商売の子だったりプロの女の子を買うのはまだしも
(「もう、社長また銀座ですか」なんて領収書を片手にした経理に言われるのは、もはや彼らの仕事の一つかもしれない)、
そのへんの素人の女の子に手を出すのは結構、グレーゾーンなお遊びだろう。
と、そうは言いつつ、
その役に自ら打って出ている彼女自身もまた、グレーゾーンな存在の一人であるということを、亜沙美はちゃんと自覚している――。
*
先週金曜日の仕事の後、亜沙美は久しぶりに真希と食事に行った。
大学が一緒だった真希とは、お互いに会社勤めが始まっても、こうして時々会って話す仲だ。彼女は今、大手企業のグループ会社の経理部門に所属している。

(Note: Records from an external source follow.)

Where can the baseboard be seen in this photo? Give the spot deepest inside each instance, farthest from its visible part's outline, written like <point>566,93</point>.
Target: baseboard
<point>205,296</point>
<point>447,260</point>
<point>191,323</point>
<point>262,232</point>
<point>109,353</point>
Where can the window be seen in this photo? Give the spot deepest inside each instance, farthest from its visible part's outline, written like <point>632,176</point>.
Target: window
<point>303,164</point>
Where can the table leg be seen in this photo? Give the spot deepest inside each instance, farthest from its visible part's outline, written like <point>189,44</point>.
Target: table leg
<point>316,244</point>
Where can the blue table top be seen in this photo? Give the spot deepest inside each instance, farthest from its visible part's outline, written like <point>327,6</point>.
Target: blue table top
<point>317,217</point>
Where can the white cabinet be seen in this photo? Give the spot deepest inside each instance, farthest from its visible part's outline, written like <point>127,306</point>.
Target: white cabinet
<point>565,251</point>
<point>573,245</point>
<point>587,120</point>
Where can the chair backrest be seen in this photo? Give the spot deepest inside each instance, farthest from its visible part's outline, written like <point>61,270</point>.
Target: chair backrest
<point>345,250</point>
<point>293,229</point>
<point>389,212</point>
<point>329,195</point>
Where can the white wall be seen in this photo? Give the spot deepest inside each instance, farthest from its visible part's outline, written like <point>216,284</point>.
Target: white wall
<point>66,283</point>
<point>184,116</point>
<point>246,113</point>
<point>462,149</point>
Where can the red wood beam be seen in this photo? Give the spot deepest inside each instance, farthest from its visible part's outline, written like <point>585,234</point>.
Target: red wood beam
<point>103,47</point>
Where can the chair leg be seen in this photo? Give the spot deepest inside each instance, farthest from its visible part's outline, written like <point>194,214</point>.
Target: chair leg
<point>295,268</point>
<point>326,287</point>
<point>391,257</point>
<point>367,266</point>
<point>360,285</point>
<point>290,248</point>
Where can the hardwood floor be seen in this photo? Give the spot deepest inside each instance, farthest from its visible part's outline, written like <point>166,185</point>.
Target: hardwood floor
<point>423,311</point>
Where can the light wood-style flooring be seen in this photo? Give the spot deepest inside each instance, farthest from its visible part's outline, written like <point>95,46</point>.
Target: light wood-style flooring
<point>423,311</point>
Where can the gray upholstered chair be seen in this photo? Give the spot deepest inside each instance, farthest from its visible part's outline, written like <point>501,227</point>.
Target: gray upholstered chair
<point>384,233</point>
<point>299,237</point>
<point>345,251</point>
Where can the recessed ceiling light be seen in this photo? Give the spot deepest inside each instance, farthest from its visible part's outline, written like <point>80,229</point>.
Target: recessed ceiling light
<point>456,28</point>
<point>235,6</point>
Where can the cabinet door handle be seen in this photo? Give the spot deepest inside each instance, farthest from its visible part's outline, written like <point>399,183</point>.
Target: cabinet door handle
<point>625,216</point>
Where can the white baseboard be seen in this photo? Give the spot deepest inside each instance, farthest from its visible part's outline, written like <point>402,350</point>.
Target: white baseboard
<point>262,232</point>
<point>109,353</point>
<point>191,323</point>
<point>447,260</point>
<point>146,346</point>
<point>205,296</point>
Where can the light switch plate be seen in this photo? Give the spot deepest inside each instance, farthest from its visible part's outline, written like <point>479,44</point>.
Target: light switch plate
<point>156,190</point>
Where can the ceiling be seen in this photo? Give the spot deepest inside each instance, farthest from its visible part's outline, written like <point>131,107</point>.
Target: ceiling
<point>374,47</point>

「だいぶ業務にも慣れてきたかな」と言う真希が、こんなことを言っていた。
「社長が同じ日の同じ時間に別の飲食店に行ってる領収証があってさ、これってどう考えてもおかしいよね」
その話を聞いて、亜沙美は思わず神妙な表情で頷いてしまった。
根がまじめな真希には、紹介で知り合った中堅企業の社長と付き合い始めたことは、話していない。

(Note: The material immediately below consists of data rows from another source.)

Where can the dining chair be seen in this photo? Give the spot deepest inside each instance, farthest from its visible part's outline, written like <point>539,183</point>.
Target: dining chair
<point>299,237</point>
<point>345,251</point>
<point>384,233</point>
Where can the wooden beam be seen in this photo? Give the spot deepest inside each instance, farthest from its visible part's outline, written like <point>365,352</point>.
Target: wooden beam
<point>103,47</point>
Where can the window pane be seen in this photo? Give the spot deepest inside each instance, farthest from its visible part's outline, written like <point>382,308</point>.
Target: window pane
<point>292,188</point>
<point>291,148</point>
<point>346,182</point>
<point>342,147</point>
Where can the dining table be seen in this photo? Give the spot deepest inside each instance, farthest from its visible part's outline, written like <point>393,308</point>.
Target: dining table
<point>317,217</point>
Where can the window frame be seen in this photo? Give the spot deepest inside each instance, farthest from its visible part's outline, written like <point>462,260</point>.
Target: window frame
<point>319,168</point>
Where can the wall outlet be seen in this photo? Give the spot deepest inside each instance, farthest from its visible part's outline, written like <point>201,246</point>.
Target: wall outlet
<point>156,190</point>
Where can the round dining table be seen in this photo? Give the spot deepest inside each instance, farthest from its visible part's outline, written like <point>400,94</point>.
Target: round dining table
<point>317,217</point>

3か月前から定期的に会うようになった「山中さん」は、いつも亜沙美にこんなことを言う。
「亜沙美ちゃんね、友達とちょっといい店に食事に行ったりしたら、領収証もらっておいで。宛名はいらないから。」
そして次のように言うのだ。「後で僕がその額、バックしてあげるよ」
きっと真希の勤める会社の社長も、女の一人や二人、抱えてるんだわ。
領収書切っておいで、って言ったら、たまたま日時がかぶっちゃったのね。ほかの可能性ももちろん無いわけでは無いが、理由としては、十分あり得る線だろう。
スプーンですくった熱々の海老ドリアに、ふーふーと息を吹きかけながら、亜沙美はこの数秒で頭の中を駆け巡った自分の考えに、微笑せずにはいられなかった。
山中さんは、他にも
泊りがけの出張のふりをして、遠方には行かずに亜沙美と会う際には
「特急券買いに行こう。購入して会社宛の領収書もらって経理に渡さなきゃ。行った事実をつくらなきゃ。
で、あとで手数料340円払って払い戻しするんだ」
と言ったり、
二人でタクシーに乗って移動する時には
「おっと、キャブカードは使えないんだった。使ったら大変だね。
『社長、この日のこんな時間に六本木から品川まで何しに行ってたんですか』なんて全部知られちゃう。そりゃまずい。」
なんてことを、おどけたように言っていたと、亜沙美は記憶している。
山中さんの言葉を借りるなら、
それらはすなわち「優秀すぎて大変なんだ」という会社の金庫番であるベテラン女性経理との、攻防なのだろう。
いかに経理の目を掻いくぐって、自分の女に関わる諸経費を会社持ちにして、それでいて、いかに女の存在を悟らせずに切り抜け続けるか――、
きっとその攻防も、女を囲う楽しみのひとつなのではないか。
社長の仕事とは、いかにも多岐にわたるものね。
ま、その恩恵に預かってる私が言えたことではないけれど・・・。
「その社長さんも、いろいろ大変なのよ」
亜沙美はにっこりと笑みを作って、当たり障りなく言葉を返した。
いまひとつ腑に落ちない、といった顔をする友人を前に、
(経理って、会社の味方であるけれど、社長の敵かもね)と亜沙美は心の中で、独り言ちたのだった。
「まぁ、食べよ?料理、冷めちゃうよ」
やや強引に食事を促し、テーブルに目を落とすと、
幾分、熱が取れて食べやすい温度になったドリアの上で、思い思いの方に反り返った小粒な海老たちが、
(そうかもね)(幸運を祈るよ)
(社長の攻防と、社長とキミとの関係をね)と言っている気がした。